Coroner Testimony Crushes Cop Lawyer Claims That Kelly Thomas Killed Himself


By R. Scott Moxley

Four days into the sensational Kelly Thomas murder trial, it's clear that defense lawyers for two Fullerton cops accused of criminal conduct in the gory July 2011 police killing will rely largely on half-truths, complete distortions and semi-cleverly spun nonsense to win.
I reported after the Dec. 2 opening statements that John Barnett and Michael Schwartz, lawyers for Manuel Ramos and Jay Cicinelli, declared that a severe, five-minute attack by a group of cops was not even a minor factor in the death of the unarmed, comparatively small, homeless man.


As if somehow exculpatory for their clients, Barnett and Schwartz proclaim that Thomas (blood-covered, unconscious and horrifically mauled) still had a pulse at the immediate conclusion of the beating.
Though the defense claims Thomas killed himself during the attack by overexerting an enlarged heart and suffering a heart attack, the coroner who performed the autopsy ruled that out as a possibility during today's testimony.
"He died with an enlarged heart," said Dr. Aruna Singhania. "But he didn't die because of an enlarged heart."
Singhania directly attributed the cause of death to what everyone but apologists for police brutality knows: The length and severity of the unnecessary physical attack--including numerous crushing blows to his face--restricted Thomas' oxygen supply.
Orange County District Attorney Tony Rackauckas quickly followed up, asking that at the very time Thomas needed more oxygen during the incident, was his supply "getting less and depleted"?

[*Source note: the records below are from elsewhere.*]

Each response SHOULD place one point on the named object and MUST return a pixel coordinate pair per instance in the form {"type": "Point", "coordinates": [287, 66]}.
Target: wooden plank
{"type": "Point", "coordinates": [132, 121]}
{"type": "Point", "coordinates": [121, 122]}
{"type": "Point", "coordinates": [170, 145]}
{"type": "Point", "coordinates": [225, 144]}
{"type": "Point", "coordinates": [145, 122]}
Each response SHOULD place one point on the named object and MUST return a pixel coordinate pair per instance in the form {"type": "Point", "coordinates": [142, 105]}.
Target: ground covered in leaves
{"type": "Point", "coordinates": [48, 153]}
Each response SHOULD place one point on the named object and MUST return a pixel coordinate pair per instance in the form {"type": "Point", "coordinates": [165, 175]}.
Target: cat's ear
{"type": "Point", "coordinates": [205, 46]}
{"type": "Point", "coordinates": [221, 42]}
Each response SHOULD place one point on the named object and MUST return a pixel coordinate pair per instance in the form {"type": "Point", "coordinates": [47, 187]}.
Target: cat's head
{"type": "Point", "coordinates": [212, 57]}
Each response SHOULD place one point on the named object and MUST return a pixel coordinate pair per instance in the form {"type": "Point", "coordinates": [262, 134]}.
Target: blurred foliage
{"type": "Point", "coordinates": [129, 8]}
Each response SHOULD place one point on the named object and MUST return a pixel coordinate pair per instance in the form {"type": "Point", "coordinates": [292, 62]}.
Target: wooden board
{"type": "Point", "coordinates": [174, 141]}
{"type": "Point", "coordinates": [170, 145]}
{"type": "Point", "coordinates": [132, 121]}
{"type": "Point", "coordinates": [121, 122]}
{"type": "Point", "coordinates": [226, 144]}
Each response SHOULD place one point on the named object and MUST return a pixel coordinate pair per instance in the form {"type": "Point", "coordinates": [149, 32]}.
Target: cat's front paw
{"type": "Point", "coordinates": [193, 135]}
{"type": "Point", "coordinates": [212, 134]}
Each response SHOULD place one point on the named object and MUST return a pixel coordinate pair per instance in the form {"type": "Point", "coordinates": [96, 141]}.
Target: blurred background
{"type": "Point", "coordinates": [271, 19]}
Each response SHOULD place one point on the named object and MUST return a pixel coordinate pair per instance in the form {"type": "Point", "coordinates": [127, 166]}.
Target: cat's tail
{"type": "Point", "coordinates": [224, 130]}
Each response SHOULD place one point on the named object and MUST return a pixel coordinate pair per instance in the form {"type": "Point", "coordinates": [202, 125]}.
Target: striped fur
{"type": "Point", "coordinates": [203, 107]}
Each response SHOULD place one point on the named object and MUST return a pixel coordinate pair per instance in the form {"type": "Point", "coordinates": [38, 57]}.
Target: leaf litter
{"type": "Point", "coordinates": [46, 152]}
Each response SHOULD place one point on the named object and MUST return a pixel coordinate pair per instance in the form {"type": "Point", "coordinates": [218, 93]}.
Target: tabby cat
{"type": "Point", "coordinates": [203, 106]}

"That's correct," the veteran coroner replied.
Digital audio records made by police at the scene document the 37-year-old Thomas repeatedly and with ever-increasing exasperation telling the much-heavier officers pummeling him with punches, kicks, baton slams, stomps and Taser gun blasts, "I can't breathe."
The defense team has tried to use the declarations to, at best, underscore their laughable assertion that Thomas' complaints of pain at the scene had no merit, and, at worse, to mock the dead man's statement as a lie.
They've even secured testimony that if a person can say he can't breathe, then he's breathing.
But to view Thomas' statement without context is as absurd as holding someone accountable for the literal meaning of the following type of utterances: "I lost my head," "You crack me up," "I have a chip on my shoulder" and "Lend me your ear."
Under an attack that would kill him, Thomas voiced an urgent expression that was ignored by the cops. He wasn't uttering a lie. He was communicating that he felt the horrific sensation of losing critical oxygen.
Guess what, folks?
Despite the defense team's premature freeze-framing of events to when Thomas was alive, he ultimately fell unconscious while hog-tied at the feet of joke-cracking cops, who rendered no aid and fretted about minor scratches they suffered.
Shortly thereafter, the man--who'd committed no crime and certainly no act to justify his execution by the Fullerton Police Department--lost his breath forever.
During the three-minute ambulance trip to a hospital trauma unit, Thomas' heart stopped beating, and according to paramedics, he flatlined on the electrocardiogram.
 (During the preliminary hearing phase in the case, Barnett and Schwartz strongly implied that Thomas might have died because of medical incompetence after he'd been moved from the cops.)
Over the objections of the defense before the noon recess, Rackauckas showed the jury multiple autopsy photographs of a badly beaten corpse.
The defense team will work to undermine Dr. Singhania's findings beginning this afternoon and will likely continue to press its claim that Rackauckas coached the coroner on the cause of death, an assertion Singhania testified is groundless.